I opened my mouth. She wasn’t finished.

“There’s no switch you flip when it’s convenient, Griffin. It’s all the time, or it’s nothing.”

She stepped out, slammed the door, and climbed the steps without looking back—shoulders squared, spine straight.

I sat, engine rumbling, jaw locked—and hard as a damn rock for her.

Jessa didn’t fluff my ego. She didn’t shrink. She shoved back and called me out. Every line she drew, made me respect her more. Want her more. A bad combination for desire.

“Fuck.” I forced myself to drive away.

She was right. I couldn’t bark orders at a woman like her and expect her to perform. I also couldn’t make a single misstep, or get caught playing anything less than a devoted fiancé, sunup to sundown.

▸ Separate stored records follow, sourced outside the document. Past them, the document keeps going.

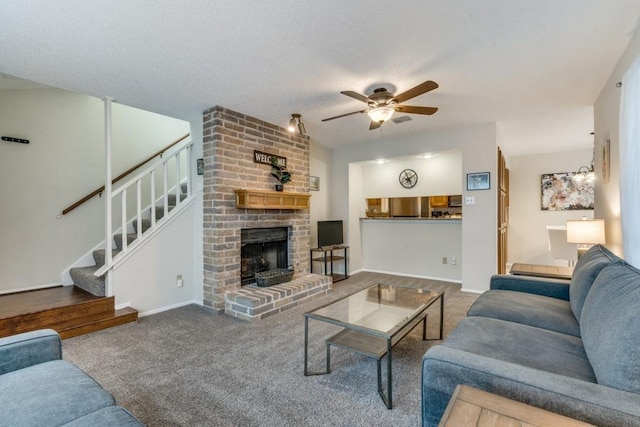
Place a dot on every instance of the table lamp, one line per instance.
(586, 233)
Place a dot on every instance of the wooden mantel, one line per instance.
(265, 199)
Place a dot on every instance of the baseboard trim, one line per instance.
(169, 307)
(472, 291)
(417, 276)
(33, 288)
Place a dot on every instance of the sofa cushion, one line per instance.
(51, 393)
(610, 327)
(529, 309)
(522, 345)
(587, 269)
(111, 416)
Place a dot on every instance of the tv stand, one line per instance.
(327, 257)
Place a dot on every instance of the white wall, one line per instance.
(606, 119)
(63, 162)
(479, 229)
(320, 166)
(439, 175)
(527, 222)
(413, 248)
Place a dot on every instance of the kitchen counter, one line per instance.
(413, 219)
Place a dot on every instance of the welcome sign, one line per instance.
(267, 159)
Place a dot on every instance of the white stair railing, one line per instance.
(144, 186)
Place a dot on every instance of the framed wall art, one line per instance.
(314, 183)
(560, 192)
(478, 181)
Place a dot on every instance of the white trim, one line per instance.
(169, 307)
(34, 288)
(472, 291)
(119, 259)
(417, 276)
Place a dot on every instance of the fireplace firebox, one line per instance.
(262, 249)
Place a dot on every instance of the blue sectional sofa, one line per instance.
(569, 347)
(38, 388)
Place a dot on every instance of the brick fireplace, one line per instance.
(229, 141)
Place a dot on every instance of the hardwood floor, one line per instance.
(67, 309)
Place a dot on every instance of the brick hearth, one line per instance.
(230, 139)
(255, 303)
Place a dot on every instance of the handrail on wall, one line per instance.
(122, 175)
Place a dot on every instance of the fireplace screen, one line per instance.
(262, 249)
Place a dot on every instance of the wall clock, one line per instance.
(408, 178)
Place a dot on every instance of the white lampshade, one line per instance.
(586, 231)
(381, 114)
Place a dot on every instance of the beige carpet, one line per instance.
(187, 367)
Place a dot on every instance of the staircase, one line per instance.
(85, 278)
(84, 308)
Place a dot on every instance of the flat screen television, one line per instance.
(330, 233)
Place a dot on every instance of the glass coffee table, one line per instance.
(373, 321)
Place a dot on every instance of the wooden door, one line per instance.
(503, 212)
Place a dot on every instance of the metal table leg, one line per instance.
(306, 352)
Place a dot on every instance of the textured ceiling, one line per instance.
(534, 66)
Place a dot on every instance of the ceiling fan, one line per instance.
(382, 103)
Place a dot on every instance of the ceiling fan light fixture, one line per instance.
(381, 114)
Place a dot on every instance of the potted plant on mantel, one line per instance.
(280, 173)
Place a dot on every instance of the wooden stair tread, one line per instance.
(29, 302)
(95, 322)
(67, 309)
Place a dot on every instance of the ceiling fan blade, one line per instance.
(356, 95)
(344, 115)
(418, 90)
(415, 110)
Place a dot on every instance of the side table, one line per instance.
(538, 270)
(327, 258)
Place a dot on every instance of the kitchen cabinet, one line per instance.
(439, 201)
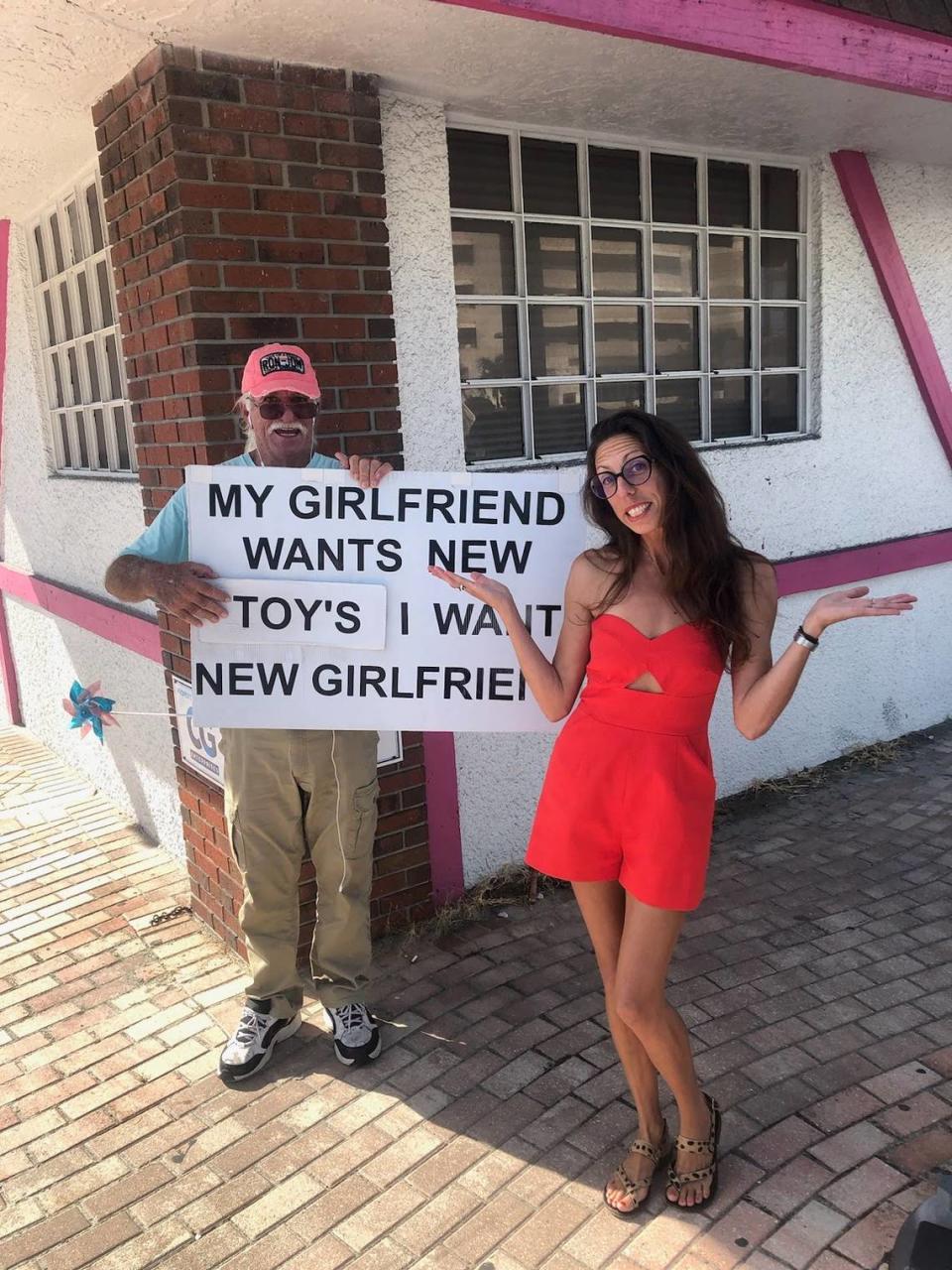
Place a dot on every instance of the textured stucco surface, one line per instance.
(67, 530)
(61, 56)
(421, 259)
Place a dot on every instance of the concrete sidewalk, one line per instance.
(816, 980)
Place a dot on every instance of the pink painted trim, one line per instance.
(136, 634)
(812, 40)
(856, 564)
(858, 186)
(12, 688)
(443, 815)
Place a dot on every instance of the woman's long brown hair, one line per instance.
(705, 561)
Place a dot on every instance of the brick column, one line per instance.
(245, 203)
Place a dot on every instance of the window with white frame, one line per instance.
(79, 334)
(593, 276)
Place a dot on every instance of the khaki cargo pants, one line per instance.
(290, 794)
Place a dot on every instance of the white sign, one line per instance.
(447, 665)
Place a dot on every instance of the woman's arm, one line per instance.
(761, 689)
(555, 685)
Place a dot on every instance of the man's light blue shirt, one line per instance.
(167, 538)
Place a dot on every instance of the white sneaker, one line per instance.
(254, 1039)
(356, 1034)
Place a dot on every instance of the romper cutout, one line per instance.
(645, 683)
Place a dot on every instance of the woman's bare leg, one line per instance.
(602, 905)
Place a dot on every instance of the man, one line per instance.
(285, 792)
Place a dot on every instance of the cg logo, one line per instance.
(200, 739)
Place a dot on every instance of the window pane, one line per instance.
(86, 313)
(84, 445)
(113, 358)
(552, 261)
(484, 258)
(95, 391)
(66, 312)
(558, 420)
(549, 177)
(64, 441)
(105, 294)
(489, 341)
(479, 171)
(75, 235)
(41, 253)
(95, 221)
(675, 338)
(493, 425)
(779, 199)
(778, 336)
(620, 339)
(730, 408)
(58, 243)
(729, 193)
(675, 264)
(729, 259)
(615, 183)
(730, 336)
(555, 339)
(616, 395)
(779, 276)
(616, 262)
(122, 439)
(674, 190)
(778, 403)
(102, 448)
(679, 403)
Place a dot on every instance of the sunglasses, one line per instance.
(635, 471)
(273, 408)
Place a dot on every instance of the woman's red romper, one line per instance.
(629, 795)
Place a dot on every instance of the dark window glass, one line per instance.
(779, 199)
(675, 338)
(484, 258)
(479, 171)
(778, 403)
(616, 395)
(549, 177)
(616, 262)
(674, 190)
(620, 339)
(730, 336)
(489, 341)
(558, 420)
(615, 185)
(552, 259)
(492, 425)
(729, 193)
(679, 403)
(729, 262)
(778, 336)
(555, 340)
(730, 408)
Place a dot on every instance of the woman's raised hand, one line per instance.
(488, 590)
(839, 606)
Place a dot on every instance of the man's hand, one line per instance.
(184, 590)
(368, 472)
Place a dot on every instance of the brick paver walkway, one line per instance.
(816, 980)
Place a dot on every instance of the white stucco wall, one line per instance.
(876, 471)
(67, 530)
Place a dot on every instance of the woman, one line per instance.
(625, 816)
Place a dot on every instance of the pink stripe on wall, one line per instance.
(858, 186)
(136, 634)
(814, 40)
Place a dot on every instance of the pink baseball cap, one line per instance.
(280, 368)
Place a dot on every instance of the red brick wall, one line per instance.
(245, 203)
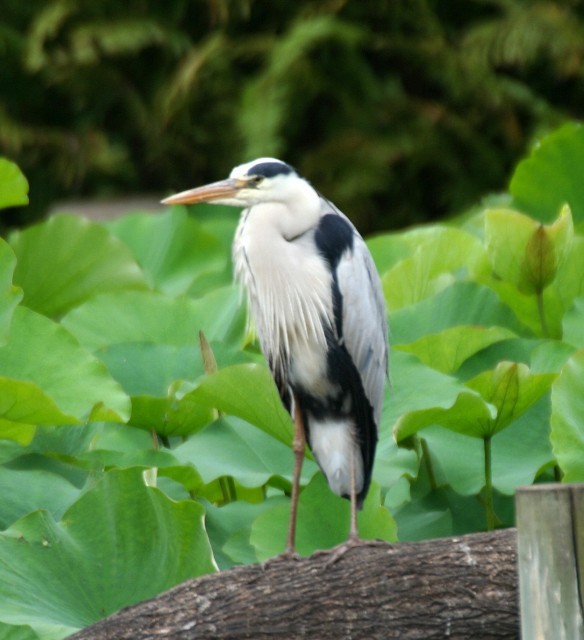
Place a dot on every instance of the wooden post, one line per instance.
(550, 536)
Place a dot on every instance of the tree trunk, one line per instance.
(456, 588)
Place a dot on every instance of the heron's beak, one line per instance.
(209, 193)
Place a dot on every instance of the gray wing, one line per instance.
(364, 318)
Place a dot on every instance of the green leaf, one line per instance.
(469, 415)
(524, 252)
(17, 632)
(407, 376)
(573, 324)
(433, 267)
(462, 303)
(9, 294)
(119, 544)
(24, 490)
(247, 391)
(47, 377)
(175, 252)
(447, 350)
(323, 521)
(550, 176)
(13, 185)
(229, 528)
(518, 454)
(66, 260)
(231, 447)
(143, 316)
(175, 414)
(492, 401)
(568, 418)
(511, 388)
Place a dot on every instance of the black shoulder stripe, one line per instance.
(333, 236)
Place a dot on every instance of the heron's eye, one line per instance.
(255, 181)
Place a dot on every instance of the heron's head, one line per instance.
(261, 180)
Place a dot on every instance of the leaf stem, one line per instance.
(428, 463)
(489, 504)
(541, 313)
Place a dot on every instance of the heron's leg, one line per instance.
(353, 530)
(298, 446)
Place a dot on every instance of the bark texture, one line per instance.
(455, 588)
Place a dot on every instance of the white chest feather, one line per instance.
(289, 292)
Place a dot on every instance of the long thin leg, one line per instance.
(298, 446)
(353, 530)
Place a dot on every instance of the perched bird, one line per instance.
(316, 299)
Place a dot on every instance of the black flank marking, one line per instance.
(271, 169)
(349, 402)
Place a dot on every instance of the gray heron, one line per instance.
(316, 300)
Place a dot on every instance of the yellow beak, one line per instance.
(209, 193)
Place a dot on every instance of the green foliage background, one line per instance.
(400, 110)
(142, 438)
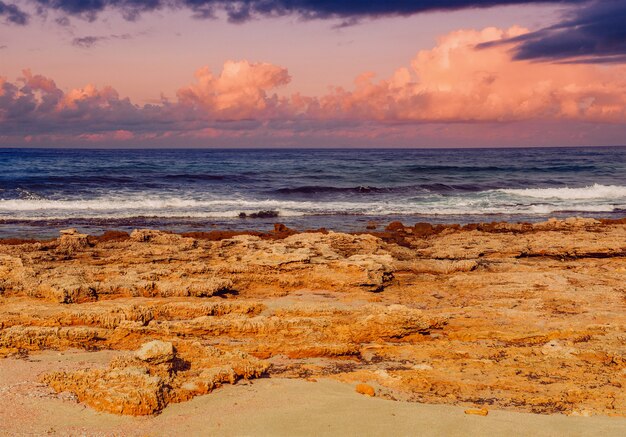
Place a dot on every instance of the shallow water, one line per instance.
(42, 190)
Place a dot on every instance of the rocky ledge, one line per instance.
(510, 316)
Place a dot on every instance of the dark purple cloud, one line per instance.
(243, 10)
(592, 33)
(13, 14)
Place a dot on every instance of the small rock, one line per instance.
(395, 226)
(366, 389)
(477, 411)
(156, 352)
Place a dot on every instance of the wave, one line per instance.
(143, 205)
(594, 191)
(368, 189)
(315, 189)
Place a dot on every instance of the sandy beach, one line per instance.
(238, 333)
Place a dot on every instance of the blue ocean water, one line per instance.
(43, 190)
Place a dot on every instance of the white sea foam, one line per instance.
(490, 202)
(594, 191)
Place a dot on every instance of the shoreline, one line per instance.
(266, 407)
(502, 316)
(40, 229)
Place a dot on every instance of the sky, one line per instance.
(304, 73)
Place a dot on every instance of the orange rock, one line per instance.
(477, 411)
(366, 389)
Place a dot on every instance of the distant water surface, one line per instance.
(43, 190)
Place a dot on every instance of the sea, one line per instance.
(182, 190)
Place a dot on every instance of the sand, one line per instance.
(265, 407)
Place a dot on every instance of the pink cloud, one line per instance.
(456, 82)
(240, 91)
(452, 90)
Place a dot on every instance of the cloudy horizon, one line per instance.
(210, 73)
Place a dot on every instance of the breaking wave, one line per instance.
(594, 191)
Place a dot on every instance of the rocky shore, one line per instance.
(521, 317)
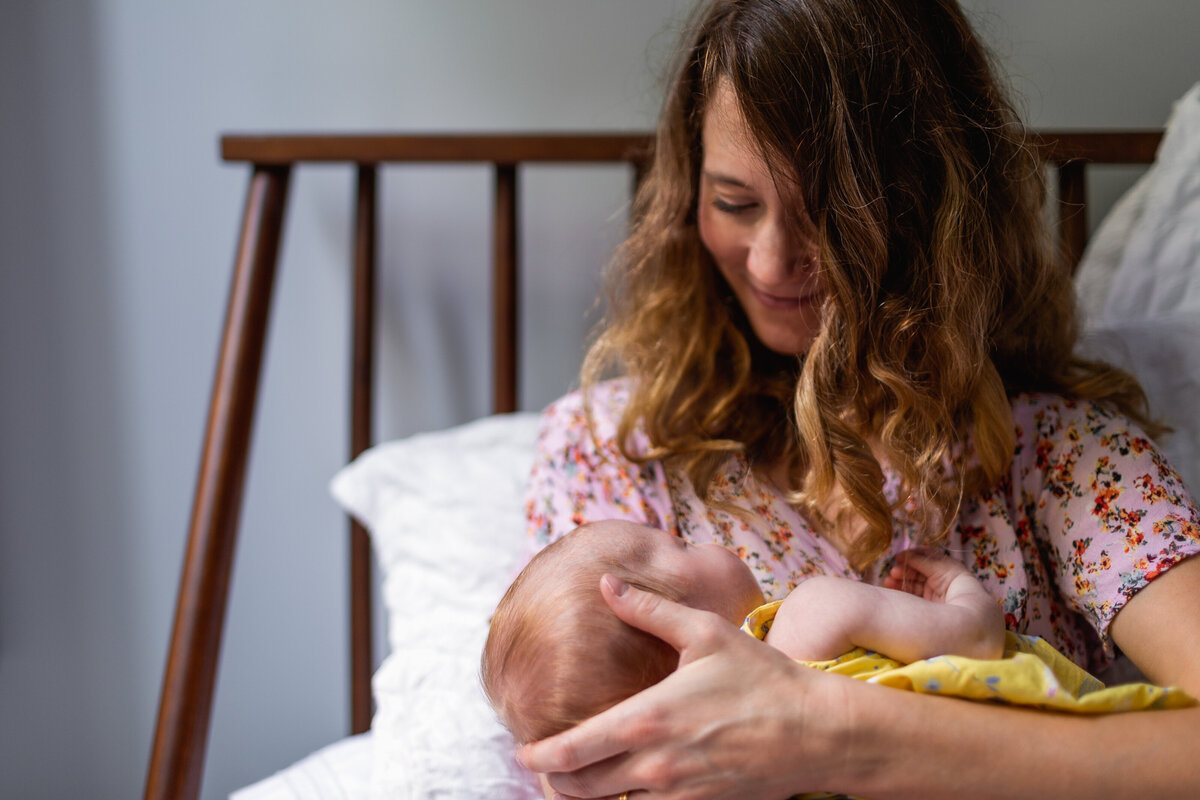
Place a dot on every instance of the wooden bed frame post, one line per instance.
(361, 397)
(504, 289)
(177, 761)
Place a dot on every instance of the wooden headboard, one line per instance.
(180, 739)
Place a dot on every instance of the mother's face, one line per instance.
(751, 234)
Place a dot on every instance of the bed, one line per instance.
(395, 747)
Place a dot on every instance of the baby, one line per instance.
(557, 654)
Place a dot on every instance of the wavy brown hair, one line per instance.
(946, 296)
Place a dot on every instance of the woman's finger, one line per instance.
(694, 633)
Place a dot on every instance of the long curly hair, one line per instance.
(946, 294)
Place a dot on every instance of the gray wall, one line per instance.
(117, 230)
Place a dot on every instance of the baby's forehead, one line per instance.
(618, 537)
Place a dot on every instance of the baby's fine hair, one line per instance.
(556, 654)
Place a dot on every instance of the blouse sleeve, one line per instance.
(1110, 512)
(580, 474)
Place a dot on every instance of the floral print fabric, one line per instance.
(1089, 513)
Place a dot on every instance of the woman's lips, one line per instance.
(783, 302)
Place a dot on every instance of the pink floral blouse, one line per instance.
(1089, 513)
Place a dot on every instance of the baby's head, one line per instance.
(556, 654)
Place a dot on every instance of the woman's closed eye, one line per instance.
(726, 206)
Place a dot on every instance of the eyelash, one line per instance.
(732, 208)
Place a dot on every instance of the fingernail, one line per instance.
(616, 585)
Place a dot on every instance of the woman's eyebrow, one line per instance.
(721, 178)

The past suddenly reared up. I once held that kind of deep devotion for real, to Elsa, and did everything I could to be the man she needed. Look how that turned out for me.

Devotion had a price tag, and I’d paid it in full through the divorce. After that, I locked away my heart, buried it beneath rigid schedules and control. But with the IPO looming, I had nochoice—I’d play the devoted man to Jessa and keep my walls up high, no matter how much it hurt.

Dawn leakedthrough the penthouse in a pale wash. I couldn’t sleep. I’d been at my desk for an hour, eyes on documents that wouldn’t stay sharp. Every time I blinked, I saw Jessa slipping the ring into her purse. It bothered the hell out of me.

At six, I gave up on pretending to work and on pretending I didn’t care. I padded to her room and eased the ring from her bag while she slept.